Scenariusz 1: nieważność umowy, ewentualnie uznanie jej za niezawartą – przy opcji zakładającej, że bank nie zobowiązał się do udzielenia kredytu w walucie CHF

Scenariusz, w którym umowa o kredyt denominowany zostaje uznana za nieważną jest prawdopodobny wyłącznie w sytuacji, gdyby sąd uznał, że kredyt denominowany nie jest kredytem udzielonym w walucie CHF, a kredytem w złotówkach. Przy takim scenariuszu co prawda w mojej ocenie umowa winna być uznana za nieważną ze względu na nieokreślenie w umowie kwoty złotych a tym samym jej sprzeczność z prawem bankowym (w tym kontekście zachęcam do lektur wpisów nr 13 i 29). Niemniej wyeliminowanie z umowy klauzuli przeliczeniowej, na mocy której wypłacana kwota kredytu miała być ustalona w oparciu o kurs kupna ustalany przez bank  znany w dniu wypłaty, dodatkowo wzmacniałby ten zarzut. Brak takiej klauzuli oznaczałoby bowiem, że umowa nie tylko nie określa kwoty kredytu, ale  nawet nie przewiduje możliwości ustalenia wypłacanej kwoty kredytu.  Brak w umowie nawet warunków określających sposób wyliczenia wypłacanej kwoty kredytu oznaczałby nie tylko jej sprzeczność z art. 69 ust. 1 i ust. 2 pkt 2 ustawy Prawo bankowe, stawiających wymóg zobowiązania się banku poprzez umowę do oddania do dyspozycji kredytobiorcy kwoty środków pieniężnych i określenia kwoty kredytu (o czym pisałem w poście nr 13). Oznaczałoby to przede wszystkim, że strony nie uzgodniły najważniejszego elementu umowy kredytu, tj. kwoty środków pieniężnych które bank miałby wypłacić kredytobiorcy. To zaś, zgodnie z dominującą wykładnią prawa, oznaczałoby , że strony nie zawarły skutecznie umowy. Te bowiem, jako warunek zawarcia umowy, wymagają uzgodnienia wszystkich jej istotnych postanowień.

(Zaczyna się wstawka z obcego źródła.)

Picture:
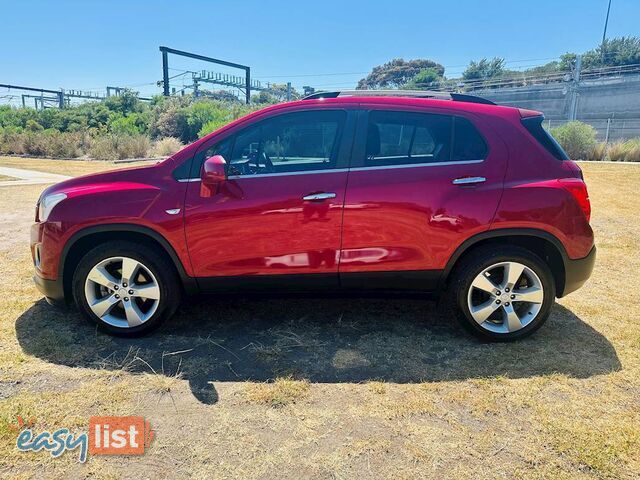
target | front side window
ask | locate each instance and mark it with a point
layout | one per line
(404, 138)
(293, 142)
(223, 147)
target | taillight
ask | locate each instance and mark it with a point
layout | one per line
(578, 189)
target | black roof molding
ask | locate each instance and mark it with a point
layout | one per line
(456, 97)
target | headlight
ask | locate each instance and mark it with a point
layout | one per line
(47, 203)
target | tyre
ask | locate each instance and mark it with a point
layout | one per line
(127, 289)
(502, 293)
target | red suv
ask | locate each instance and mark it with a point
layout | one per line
(410, 191)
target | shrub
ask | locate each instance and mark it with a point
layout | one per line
(11, 140)
(54, 144)
(578, 139)
(597, 153)
(118, 147)
(166, 146)
(627, 151)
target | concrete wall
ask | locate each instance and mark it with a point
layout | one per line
(614, 98)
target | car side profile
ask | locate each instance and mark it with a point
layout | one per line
(417, 192)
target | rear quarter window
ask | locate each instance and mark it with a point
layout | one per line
(544, 138)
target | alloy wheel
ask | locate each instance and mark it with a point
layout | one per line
(122, 292)
(505, 297)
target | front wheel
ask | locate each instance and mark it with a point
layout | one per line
(503, 293)
(126, 288)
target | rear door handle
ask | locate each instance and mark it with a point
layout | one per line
(468, 180)
(317, 197)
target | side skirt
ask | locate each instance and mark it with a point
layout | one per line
(407, 282)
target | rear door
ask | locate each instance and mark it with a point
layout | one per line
(420, 183)
(280, 211)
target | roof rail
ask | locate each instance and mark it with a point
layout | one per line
(458, 97)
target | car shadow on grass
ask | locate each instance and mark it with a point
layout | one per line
(322, 340)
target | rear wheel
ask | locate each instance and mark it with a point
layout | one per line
(126, 288)
(503, 293)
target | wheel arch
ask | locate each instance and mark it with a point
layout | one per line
(548, 247)
(82, 241)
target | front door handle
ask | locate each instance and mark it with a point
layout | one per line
(317, 197)
(468, 180)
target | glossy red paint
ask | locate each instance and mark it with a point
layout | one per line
(380, 220)
(137, 196)
(416, 214)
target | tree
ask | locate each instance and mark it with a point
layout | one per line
(425, 79)
(397, 73)
(614, 52)
(485, 69)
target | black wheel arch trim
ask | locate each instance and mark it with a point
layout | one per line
(190, 284)
(503, 232)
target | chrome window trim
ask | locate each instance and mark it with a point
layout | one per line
(415, 165)
(342, 170)
(284, 174)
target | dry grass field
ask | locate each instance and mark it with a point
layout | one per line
(340, 388)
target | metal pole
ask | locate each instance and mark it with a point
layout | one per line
(248, 85)
(606, 22)
(165, 73)
(573, 106)
(606, 140)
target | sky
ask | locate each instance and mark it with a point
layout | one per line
(87, 45)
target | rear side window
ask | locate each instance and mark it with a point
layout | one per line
(404, 138)
(544, 138)
(468, 144)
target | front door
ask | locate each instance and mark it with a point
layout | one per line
(280, 211)
(420, 183)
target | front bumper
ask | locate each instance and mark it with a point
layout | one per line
(577, 272)
(53, 290)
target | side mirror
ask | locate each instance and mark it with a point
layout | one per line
(214, 172)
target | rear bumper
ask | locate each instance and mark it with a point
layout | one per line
(577, 272)
(53, 290)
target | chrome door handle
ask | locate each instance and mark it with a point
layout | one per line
(314, 197)
(468, 180)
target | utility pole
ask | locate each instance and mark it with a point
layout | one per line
(604, 34)
(573, 102)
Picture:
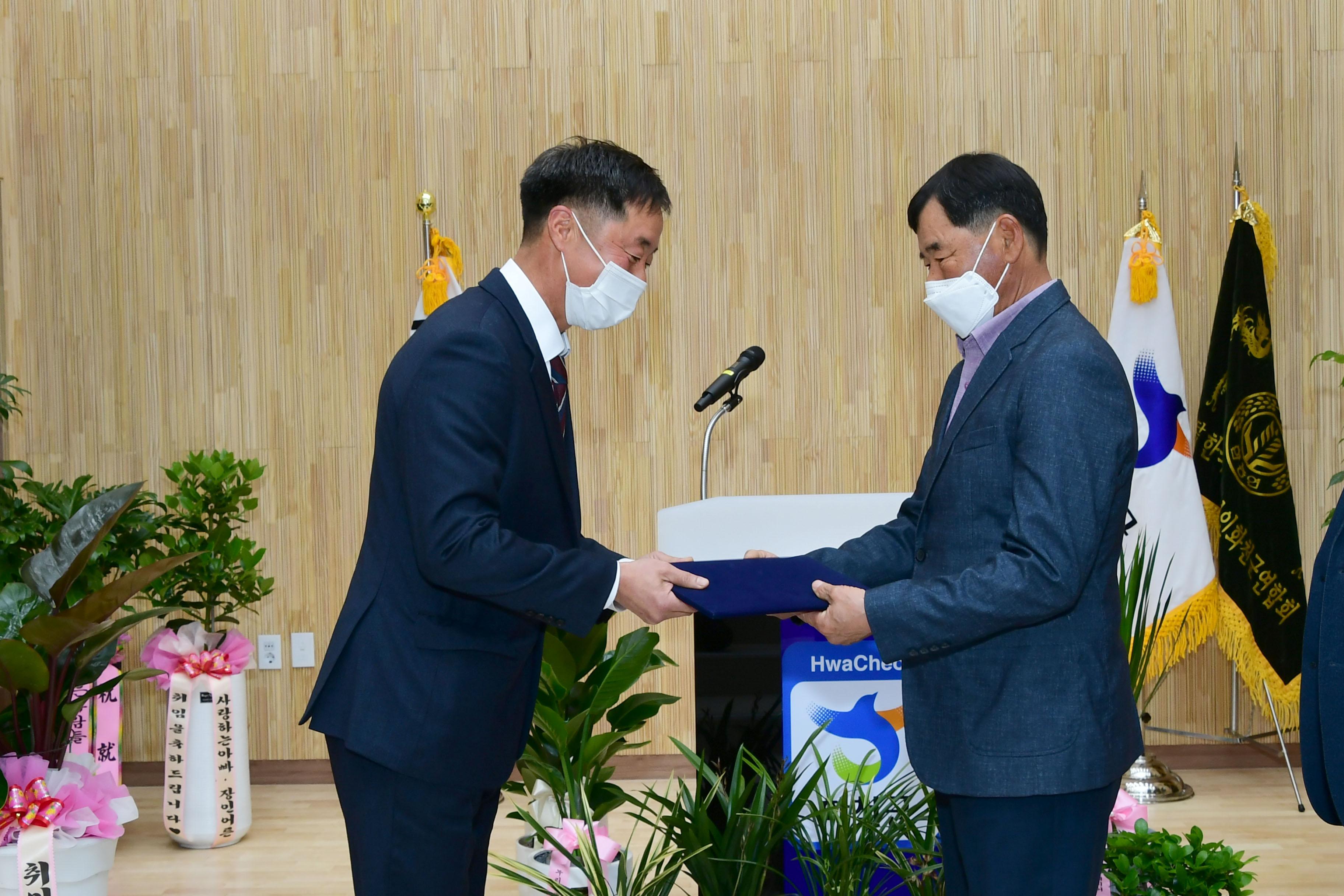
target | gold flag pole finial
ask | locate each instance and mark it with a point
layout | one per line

Scenariusz 2: uznanie umowy za niewykonaną – wariant możliwy do zastosowania w przypadku uznania kredytu denominowanego za kredyt udzielony w walucie CHF

Jak wspomniałem powyżej, uznanie za abuzywną klauzuli przeliczeniowej stanowiącej, że wypłacana suma środków pieniężnych w złotych ma być wyliczona po kursie kupna ustalanym przez bank,  oznaczałoby, że umowa kredytu nie zawierałaby nawet sposobu ustalenia wypłacanej kwoty w złotych. Taka sytuacja po prawniczemu nazywa się nieokreślonością świadczenia i skutkuje uznaniem, że nie doszło do wykreowania zobowiązania w danym zakresie. W tym zaś przypadku nie doszłoby do wykreowania zobowiązania do wypłaty przez bank środków pieniężnych w złotych. To zaś oznaczałoby, że ostatecznie wypłacone złotówki nie zostały wypłacone w ramach wykonania umowy, ale jako świadczenie nienależne. To z kolei oznaczałoby, że umowa kredytu, do dnia dzisiejszego nie została wykonana. Taka bowiem sytuacja oznaczałaby, że bank w ramach realizacji umowy nie wypłacił ani złotówek, ani franków.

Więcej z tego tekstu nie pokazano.